Masking modern patriarchy
This is why I have serious problems with the observations made by Elayidom in his interview to Scroll.in. All the confusions that accompany the liberal-Left notion of the renaissance dog his arguments. His cursory reference to how it “attempted to modernise the familial space”, the lack of nuance in referring to very different, even mutually oppositional, strands of the critique of the pre-modern order of caste, the positioning of the renaissance and “tradition” in a binary, and the easy association of “progress” with the first and “regress” with the other – all of this thwarts the feminist critique and sneaks back the largely gender-blind liberal-Left “renaissance” both as description and explanation of those times. Indeed, this is precisely why his explanation of the rise of conservatism, assumed to be a post-renaissance phenomenon, is so weak. What it completely omits is the highly-gendered history of the shaping of the modern family in and through the renaissance. There is, by now, a very large volume of feminist historical research by a number of eminent historians, including K Saradamoni, Meera Velayudhan, Anna Lindberg, G Arunima, Praveena Kodoth, which traces this evolution during precisely the period of interest, which he simply ignores.

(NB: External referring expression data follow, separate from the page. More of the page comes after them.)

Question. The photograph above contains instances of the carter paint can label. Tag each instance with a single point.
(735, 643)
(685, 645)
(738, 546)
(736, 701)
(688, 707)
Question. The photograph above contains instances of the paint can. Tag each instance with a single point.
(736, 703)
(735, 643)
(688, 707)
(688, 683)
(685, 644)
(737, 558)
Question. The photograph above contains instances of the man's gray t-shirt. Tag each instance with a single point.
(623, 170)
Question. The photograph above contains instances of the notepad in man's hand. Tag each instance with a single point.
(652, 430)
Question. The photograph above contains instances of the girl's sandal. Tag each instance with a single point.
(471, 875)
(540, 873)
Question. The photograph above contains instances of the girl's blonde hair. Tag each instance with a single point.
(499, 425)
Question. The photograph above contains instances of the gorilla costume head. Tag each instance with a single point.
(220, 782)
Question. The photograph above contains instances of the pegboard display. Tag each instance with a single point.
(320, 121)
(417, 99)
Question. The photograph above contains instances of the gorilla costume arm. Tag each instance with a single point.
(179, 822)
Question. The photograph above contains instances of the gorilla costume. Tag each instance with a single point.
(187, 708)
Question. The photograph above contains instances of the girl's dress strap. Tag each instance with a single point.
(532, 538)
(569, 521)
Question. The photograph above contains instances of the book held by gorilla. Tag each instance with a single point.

The unique feature of this rightwing assertion has been the widespread participation of women who live family lives and careers that would be deemed “modern” in Kerala – who follow the interpretation of “tradition” offered by male leaders and act at their command. This is certainly not contrary to the “renaissance values” in which the role of the reformer was inevitably reserved for the man and women were conceived as objects of reform – and so women’s public acts and roles were to be planned and shaped by male reformers. Surely there were some exceptions to this in social activism, but those events were hardly replicated or even remembered until the rise of feminism in Kerala.

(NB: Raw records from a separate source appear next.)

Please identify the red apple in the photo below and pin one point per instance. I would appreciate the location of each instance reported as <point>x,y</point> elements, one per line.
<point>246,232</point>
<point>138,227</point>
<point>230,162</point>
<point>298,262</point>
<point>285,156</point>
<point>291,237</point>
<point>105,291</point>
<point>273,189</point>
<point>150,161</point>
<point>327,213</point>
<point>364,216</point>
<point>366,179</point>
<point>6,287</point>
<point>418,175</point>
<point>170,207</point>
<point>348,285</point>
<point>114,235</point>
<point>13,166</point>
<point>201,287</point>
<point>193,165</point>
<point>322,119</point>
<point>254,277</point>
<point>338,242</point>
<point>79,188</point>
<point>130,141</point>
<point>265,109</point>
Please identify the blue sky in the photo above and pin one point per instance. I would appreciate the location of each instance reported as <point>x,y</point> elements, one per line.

It is precisely the same power that the mainstream Left leadership drew upon in planning and executing the massive “women’s wall” on January 1. Interestingly, this show of strength utilised women’s bodies as bricks in a wall to ostensibly guard Kerala from Hindutva’s efforts to “drag it back into tradition”. In other words, the “women’s wall” (whatever unintended consequences it may yield) was built by modern patriarchy against pre-modern forms of patriarchal power. The revival of the renaissance discourse served this end by setting the renaissance as untainted by patriarchy and by masking the insidious presence of modern patriarchy in all institutions in Kerala, including the mainstream Left.
I am, therefore, unable to join in the celebration over the success of the women’s wall or in the chorus celebrating Elayidom’s public discourses. As a beleaguered Malayalee feminist intellectual in 21st century Kerala, I cannot afford to let my guard down.
J Devika is a historian, social critic and feminist from Kerala. She teaches at the Centre for Development Studies, Thiruvananthapuram.